La sénatrice écologiste, Esther Benbassa, qui a dénoncé à plusieurs reprises, la vétusté des cellules, à la suite de visites dans des centres pénitentiaires, note « que les prisonniers vont devoir, quand même, prouver leurs mauvaises conditions de détention ». « Les détenus ne peuvent pas vivre dans des établissements surchargés dans des conditions d’hygiènes déplorables. Certaines maisons d’arrêt ne font pas honneur à notre République. Il faut accélérer les outils de réinsertion, les guider vers des formations. La sortie sèche est la première condition de la rechute » préconise-t-elle.

La France condamnée par la Cour européenne

Cet arrêt de la Cour de Cassation fait suite à une condamnation de la France en janvier devant la Cour européenne des droits de l’Homme (CEDH). La Cour européenne avait été saisie par 32 détenus incarcérés, ou qui l'ont été, dans les prisons de Nice, Nîmes, Fresnes, Ducos (Martinique) et Nuutania (Polynésie). Relevant l'existence d'un « problème structurel », la CEDH avait recommandé aux autorités françaises « d'envisager l'adoption de mesures générales » pour mettre fin au surpeuplement et améliorer les conditions de détention.

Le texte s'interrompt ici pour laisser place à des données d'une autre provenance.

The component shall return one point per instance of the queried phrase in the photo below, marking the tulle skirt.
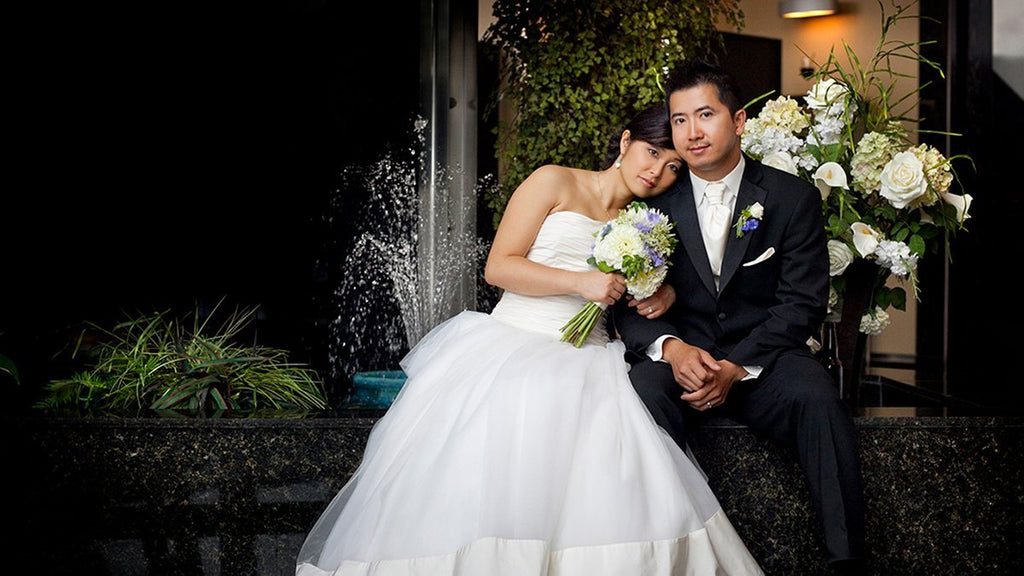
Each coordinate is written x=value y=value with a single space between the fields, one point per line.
x=510 y=453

Le taux d’occupation carcérale sous la barre des 100%

Lors de la crise sanitaire, l’ancienne garde des Sceaux avait procédé à la libération anticipée de 5.300 détenus en fin de peine. Avec la réduction de la délinquance pendant le confinement, la crise du coronavirus a entraîné une diminution de 13 000 détenus, faisant passer le taux d’occupation carcérale sous la barre des 100%. Mardi, Nicole Belloubet a invité son successeur place Vendôme à se saisir de cette « chance historique ».

Un sujet qui provoque la colère du patron de la droite sénatoriale, Bruno Retailleau. « Pendant le confinement, la ministre de la Justice a libéré 14 000 détenus (…) Mme Belloubet, c’est la continuation de Mme Taubira. Mme Taubira en avait rêvé, Mme Belloubet le fait » fustigeait-il le 17 juin dernier sur Public Sénat. Mercredi, invité de l’émission « Bonjour chez vous », le sénateur de Vendée s’interrogeait sur les intentions d’Éric Dupond-Moretti. « Je lui demande solennellement de nous dire si oui ou non, il veut prolonger la politique de Mme Taubira ? Parce que la politique de Mme Belloubet était celle de Mme Taubira. Une conception où on n’envoie surtout pas les gens en prison » a-t-il estimé.

Le Sénat avait voté la création de 15 000 places de prison

« La situation sanitaire a entraîné la libération anticipée de détenus en fin de peine. Ce qui est ennuyeux c’est surtout qu’on n’a pas organisé leur suivi » tempère François-Noël Buffet, vice-président LR de la commission des lois du Sénat, et rapporteur du projet de loi de réforme de la justice. Lors de l’examen du texte en octobre 2018, la majorité sénatoriale de la droite et du centre avec les voix du groupe LREM, avait adopté une version remaniée. Prenant aux mots l’une des promesses du candidat Macron, le Sénat avait voté la création de 15 000 places de prison sur le quinquennat, là où Nicole Belloubet n’en avait prévu que 7 000 d’ici 2022, les 8 000 autres restants en cours de construction. « Les conditions de détentions de certaines maisons d’arrêt, surtout pour les détentions préventives, ne sont pas acceptables. Le problème n’est pas de remettre les détenus en liberté mais de créer de nouveaux lieux de privation de liberté adaptés aux infractions et aux peines prononcées » demande François-Noël Buffet qui ajoute que la construction de nouvelles places de prisons permettrait de répondre au principe de l’encellulement individuel inscrit dans la loi.

La commission des lois du Sénat a prévu d’auditionner le nouveau garde des Sceaux la semaine du 20 juillet.